An asymptomatic 65-year-old woman with a 10-year history of well-controlled diabetes mellitus, hyperlipidemia, and hypertension was referred for preoperative cardiac evaluation before noncardiac surgery.
An asymptomatic 65-year-old woman with a 10-year history of well-controlled diabetes mellitus, hyperlipidemia, and hypertension was referred for preoperative cardiac evaluation before noncardiac surgery. She denied a history of myocardial infarction, renal disease, or smoking, as well as a family history of premature coronary artery disease. She had been clinically stable while receiving oral antidiabetic agents, an angiotensin-converting enzyme inhibitor, and statin therapy. Over the last few years, her physical activity was limited because of degenerative joint disease of the right knee, and total knee replacement was planned.

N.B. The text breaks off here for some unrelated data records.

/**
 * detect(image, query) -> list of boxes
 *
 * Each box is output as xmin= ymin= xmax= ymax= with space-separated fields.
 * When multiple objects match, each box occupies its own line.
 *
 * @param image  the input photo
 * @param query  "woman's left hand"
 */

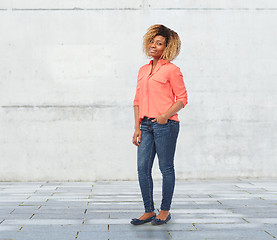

Results of the patient’s physical examination and electrocardiogram were normal. Mild cardiomegaly without pulmonary congestion was shown on radiography. Dobutamine (Dobutrex) stress echocardiography showed normal left ventricular systolic function at rest but was positive for inducible ischemia of the septum and anterior wall. The ischemic threshold was 70% of age-predicted maximal heart rate. The resting and peak wall motion index scores were 1.0 and 1.375, respectively. The percentage of ischemic segments was 37.5%. Because of the large area of ischemia, coronary angiography was performed and showed 90% discrete stenosis of the proximal left anterior descending artery. Subsequently, percutaneous coronary angioplasty with stenting was successfully performed with a good result. Six months later, the patient underwent uncomplicated total knee replacement.
According to our study, the risk score for this patient was 2, or intermediate, for mortality and 4, or high risk, for cardiovascular morbidity. The risk category was clinically useful and led to further evaluation and risk modification to improve the outcome, as illustrated in this case study.